Regularly, the contract between the parties containing an arbitration clause will determine a particular institution to act as arbitration administrator. The benefits of institutional arbitration are obvious. In particular: (i) existing rules and procedures that guarantee the arbitration commences and proceeds to a conclusion without undue delay; (ii) administrative assistance from institutions; (iii) lists of qualified arbitrators; (iv) appointment of arbitrators by the institution should the parties request it or be in default of making any such appointment; (v) physical facilities and support services for arbitrations; and (vi) fixed fees for arbitrators.

1.2.2. Ad hoc Arbitration

Ad hoc arbitration is a proceeding that is not administered by an institution, and therefore requires the parties to make their own arrangements. One common misunderstanding when comparing these two possibilities to conduct arbitral proceedings is that ad hoc arbitration is less expensive than institutional arbitration. At first sight, this seems to be true: In ad hoc arbitration there are no fees to be paid to an institution for administrative services. However, the administrative services that arbitral proceedings require do not cease to exist. In ad hoc arbitration the arbitrators themselves have to handle these administrative aspects, and they do not undertake these tasks without charging the parties. Furthermore, the negotiating power of the arbitrators with respect to their fees, regularly necessary in ad hoc arbitration, is rather high. This leads to the conclusion that ad hoc arbitration tends to be more expensive than institutional arbitration.

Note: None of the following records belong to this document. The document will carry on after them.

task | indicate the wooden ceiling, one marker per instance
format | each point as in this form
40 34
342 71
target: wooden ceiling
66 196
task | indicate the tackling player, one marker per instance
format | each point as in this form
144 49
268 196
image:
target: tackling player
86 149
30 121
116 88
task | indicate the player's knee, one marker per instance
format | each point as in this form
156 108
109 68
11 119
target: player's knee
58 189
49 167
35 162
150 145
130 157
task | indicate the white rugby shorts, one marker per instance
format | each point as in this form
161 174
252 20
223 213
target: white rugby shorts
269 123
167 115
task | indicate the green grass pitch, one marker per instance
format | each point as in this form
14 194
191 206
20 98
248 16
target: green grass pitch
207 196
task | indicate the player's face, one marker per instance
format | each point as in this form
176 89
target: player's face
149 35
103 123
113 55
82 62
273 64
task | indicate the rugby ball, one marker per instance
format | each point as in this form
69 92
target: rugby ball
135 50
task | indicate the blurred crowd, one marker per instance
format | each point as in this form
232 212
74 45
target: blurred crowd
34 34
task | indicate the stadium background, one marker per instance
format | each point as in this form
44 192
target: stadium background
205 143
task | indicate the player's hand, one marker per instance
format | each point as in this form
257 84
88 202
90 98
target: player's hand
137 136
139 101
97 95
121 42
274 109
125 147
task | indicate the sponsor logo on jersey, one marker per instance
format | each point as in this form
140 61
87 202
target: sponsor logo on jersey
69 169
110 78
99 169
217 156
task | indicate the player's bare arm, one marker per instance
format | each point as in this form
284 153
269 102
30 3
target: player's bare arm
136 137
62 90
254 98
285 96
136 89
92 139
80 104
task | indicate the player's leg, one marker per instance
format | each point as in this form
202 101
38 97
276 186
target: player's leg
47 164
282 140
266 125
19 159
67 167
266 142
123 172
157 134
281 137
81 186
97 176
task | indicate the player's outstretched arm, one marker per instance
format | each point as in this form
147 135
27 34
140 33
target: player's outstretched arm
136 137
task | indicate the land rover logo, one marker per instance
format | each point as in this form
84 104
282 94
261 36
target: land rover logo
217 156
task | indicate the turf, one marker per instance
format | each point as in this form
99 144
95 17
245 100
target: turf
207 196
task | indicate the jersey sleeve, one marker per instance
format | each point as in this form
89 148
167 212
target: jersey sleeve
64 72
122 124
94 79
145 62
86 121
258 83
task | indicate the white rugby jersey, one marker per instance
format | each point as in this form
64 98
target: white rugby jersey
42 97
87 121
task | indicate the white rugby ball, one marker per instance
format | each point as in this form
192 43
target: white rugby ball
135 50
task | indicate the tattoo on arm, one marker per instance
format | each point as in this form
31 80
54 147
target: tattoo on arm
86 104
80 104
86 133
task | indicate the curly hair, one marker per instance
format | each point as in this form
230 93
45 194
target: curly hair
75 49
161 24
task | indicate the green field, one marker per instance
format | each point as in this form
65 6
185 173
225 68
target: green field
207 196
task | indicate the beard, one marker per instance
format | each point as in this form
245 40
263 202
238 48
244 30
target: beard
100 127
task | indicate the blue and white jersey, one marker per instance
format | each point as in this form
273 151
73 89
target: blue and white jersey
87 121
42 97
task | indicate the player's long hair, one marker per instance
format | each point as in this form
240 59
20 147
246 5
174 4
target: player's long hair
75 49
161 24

Parties nevertheless wishing to conclude an ad hoc arbitration clause, or seeking to proceed to arbitration after a dispute has arisen, have the option to negotiate a complete set of rules, establishing procedures which fit precisely their particular needs. Experience has shown that this approach requires significant time, attention and expense without providing assurance that the terms agreed will address all eventualities.

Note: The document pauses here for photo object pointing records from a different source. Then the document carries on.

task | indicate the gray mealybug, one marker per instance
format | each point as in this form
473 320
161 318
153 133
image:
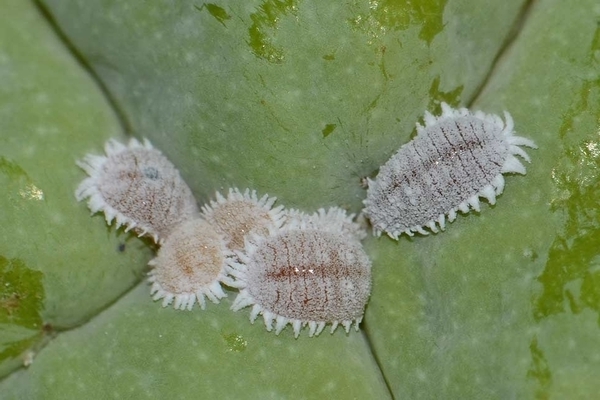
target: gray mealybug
454 159
136 185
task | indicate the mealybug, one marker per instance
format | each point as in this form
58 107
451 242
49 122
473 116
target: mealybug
189 266
454 159
137 186
303 274
240 214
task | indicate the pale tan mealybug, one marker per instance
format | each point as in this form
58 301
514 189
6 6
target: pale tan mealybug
240 214
138 187
303 274
190 265
454 159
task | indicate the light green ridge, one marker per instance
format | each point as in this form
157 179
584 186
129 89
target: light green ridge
51 113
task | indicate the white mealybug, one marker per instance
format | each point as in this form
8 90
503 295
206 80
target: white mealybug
136 185
240 214
454 159
303 274
190 265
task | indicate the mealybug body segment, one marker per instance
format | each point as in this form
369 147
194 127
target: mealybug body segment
454 159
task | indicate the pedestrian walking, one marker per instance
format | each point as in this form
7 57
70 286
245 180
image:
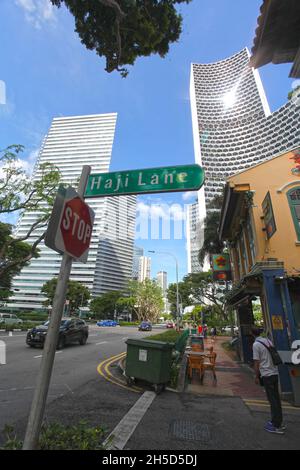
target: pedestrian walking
266 374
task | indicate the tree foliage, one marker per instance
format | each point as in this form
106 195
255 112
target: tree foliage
122 30
77 294
200 289
184 292
14 255
18 192
144 300
105 305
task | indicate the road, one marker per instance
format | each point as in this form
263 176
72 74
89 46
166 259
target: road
74 367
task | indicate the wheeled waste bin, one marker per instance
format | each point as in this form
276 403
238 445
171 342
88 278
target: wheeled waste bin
150 361
197 339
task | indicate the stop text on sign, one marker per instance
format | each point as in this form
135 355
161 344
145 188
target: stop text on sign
70 227
77 227
149 180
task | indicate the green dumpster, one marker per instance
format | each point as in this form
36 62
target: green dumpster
150 361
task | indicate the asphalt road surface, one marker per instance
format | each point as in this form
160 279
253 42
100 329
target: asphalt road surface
74 367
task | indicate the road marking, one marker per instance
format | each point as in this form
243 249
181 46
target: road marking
37 357
126 427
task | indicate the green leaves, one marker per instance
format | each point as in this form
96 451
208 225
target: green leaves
123 30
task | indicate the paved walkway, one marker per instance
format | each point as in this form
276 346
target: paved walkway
233 379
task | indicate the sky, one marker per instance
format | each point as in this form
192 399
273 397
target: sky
46 72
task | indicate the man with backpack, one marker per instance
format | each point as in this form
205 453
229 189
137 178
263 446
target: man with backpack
266 360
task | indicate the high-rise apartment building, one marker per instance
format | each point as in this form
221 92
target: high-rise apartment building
71 143
144 268
233 128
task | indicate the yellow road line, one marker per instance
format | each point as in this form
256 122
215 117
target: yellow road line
266 404
109 377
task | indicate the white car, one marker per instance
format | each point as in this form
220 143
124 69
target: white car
227 329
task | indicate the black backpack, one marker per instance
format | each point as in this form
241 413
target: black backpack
274 354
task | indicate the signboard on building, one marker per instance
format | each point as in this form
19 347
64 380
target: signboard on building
149 180
268 216
221 267
70 227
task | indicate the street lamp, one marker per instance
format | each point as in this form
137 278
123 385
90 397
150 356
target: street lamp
177 291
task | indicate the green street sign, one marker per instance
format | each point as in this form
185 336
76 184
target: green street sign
144 181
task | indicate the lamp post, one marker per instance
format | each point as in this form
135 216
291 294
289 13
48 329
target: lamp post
177 291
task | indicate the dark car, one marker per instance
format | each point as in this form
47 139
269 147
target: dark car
145 326
72 330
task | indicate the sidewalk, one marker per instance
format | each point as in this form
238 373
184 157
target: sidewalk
233 379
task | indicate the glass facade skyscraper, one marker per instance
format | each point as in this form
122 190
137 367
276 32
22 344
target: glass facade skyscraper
71 143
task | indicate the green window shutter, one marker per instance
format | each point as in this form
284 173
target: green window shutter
294 203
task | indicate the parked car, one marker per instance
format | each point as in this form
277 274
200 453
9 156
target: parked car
72 330
9 319
107 323
145 326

Other options available to parties wishing to proceed ad hoc include: (i) adoption of the rules of an arbitral institution, amending provisions for selection of the arbitrator(s) and removing provisions for administration of the arbitration by the institution (where possible)1, (ii) incorporating statutory procedures such as the Austrian Arbitration Act (or applicable state law), or (iii) adopting rules crafted specifically for ad hoc arbitral proceedings such as the UNCITRAL Rules which may be used for both domestic and international disputes.

1.3. Other Forms of Dispute Resolution

Increasingly, clauses are inserted in international business contracts to provide that, if a dispute arises, the parties shall try to resolve it primarily by (amicable) negotiation. Such formula can be to the effect that in the event of a dispute, the parties will in the first place endeavour to settle such dispute by negotiating “in good faith”. Negotiations are only likely to succeed if the parties involved are capable of observing the substantial issues objectively with the eyes of a third party. Obviously, it is hard to remain objective where vital interests are threatened and/or at stake. Therefore, an impartial third party may be able to lead the parties’ discussions that otherwise are at risk of getting nowhere.

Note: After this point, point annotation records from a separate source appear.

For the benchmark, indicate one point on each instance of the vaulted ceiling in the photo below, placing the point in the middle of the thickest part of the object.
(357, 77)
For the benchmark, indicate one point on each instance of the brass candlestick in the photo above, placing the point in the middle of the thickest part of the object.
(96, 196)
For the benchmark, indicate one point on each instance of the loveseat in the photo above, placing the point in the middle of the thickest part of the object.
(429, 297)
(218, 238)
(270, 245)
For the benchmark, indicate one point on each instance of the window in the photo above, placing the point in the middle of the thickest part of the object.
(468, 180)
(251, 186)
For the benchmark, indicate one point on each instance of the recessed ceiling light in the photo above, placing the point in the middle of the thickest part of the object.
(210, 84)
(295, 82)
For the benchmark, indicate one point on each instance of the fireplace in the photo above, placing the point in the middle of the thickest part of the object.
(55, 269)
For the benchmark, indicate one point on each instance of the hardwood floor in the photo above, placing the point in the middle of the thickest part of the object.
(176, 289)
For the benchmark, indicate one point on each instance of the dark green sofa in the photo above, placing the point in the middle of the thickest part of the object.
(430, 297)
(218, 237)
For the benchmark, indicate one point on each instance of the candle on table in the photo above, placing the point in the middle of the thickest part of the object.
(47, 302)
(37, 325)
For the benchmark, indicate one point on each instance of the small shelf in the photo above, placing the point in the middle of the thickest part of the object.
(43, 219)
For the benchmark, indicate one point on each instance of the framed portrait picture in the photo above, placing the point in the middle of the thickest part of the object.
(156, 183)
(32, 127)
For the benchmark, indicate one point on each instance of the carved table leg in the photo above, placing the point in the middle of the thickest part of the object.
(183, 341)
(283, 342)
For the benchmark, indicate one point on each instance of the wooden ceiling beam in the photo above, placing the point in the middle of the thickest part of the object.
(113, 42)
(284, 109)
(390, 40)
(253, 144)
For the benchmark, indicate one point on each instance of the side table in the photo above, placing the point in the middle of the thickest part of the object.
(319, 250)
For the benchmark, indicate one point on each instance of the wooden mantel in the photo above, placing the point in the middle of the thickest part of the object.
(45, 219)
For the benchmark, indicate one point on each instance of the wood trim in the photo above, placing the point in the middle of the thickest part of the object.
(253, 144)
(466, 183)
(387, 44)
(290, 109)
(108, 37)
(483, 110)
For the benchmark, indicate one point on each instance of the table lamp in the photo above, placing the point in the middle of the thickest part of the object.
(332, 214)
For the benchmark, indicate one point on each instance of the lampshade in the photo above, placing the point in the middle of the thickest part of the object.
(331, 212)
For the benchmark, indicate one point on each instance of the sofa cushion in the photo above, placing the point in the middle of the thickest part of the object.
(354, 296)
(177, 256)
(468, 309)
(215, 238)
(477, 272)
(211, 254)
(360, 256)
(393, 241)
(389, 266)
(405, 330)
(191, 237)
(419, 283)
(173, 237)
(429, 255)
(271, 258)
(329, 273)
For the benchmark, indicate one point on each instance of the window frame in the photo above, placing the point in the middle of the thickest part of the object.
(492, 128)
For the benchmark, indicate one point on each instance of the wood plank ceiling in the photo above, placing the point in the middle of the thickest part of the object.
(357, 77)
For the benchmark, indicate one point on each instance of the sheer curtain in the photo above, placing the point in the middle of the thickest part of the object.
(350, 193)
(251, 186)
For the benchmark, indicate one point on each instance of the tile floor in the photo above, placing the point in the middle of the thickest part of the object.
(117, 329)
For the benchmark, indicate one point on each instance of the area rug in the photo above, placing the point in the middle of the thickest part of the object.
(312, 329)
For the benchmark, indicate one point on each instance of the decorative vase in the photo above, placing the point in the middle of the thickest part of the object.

This is why international contracts often provide that, before the parties commence arbitration (or litigation as the case may be), they shall endeavour to settle any dispute by some other form of alternative dispute resolution (ADR). These ADR methods typically involve mediation, or other forms of conciliation procedures (which are sometimes considered, depending on the wording of the clause, to constitute an additional condition for the tribunal’s jurisdiction). It is recognized by Austrian courts that such procedures are admissible. In terms of drafting, parties should take care to ensure that the arbitration agreement remains operable.



1 This could trigger diverse complications as the bodies of the arbitral institutions are designed within a specific framework. See in detail A. Redfern et al., Redfern and Hunter on International Arbitration (2nd edn, New York, Oxford University Press, 2009), para. 1-157 et seq.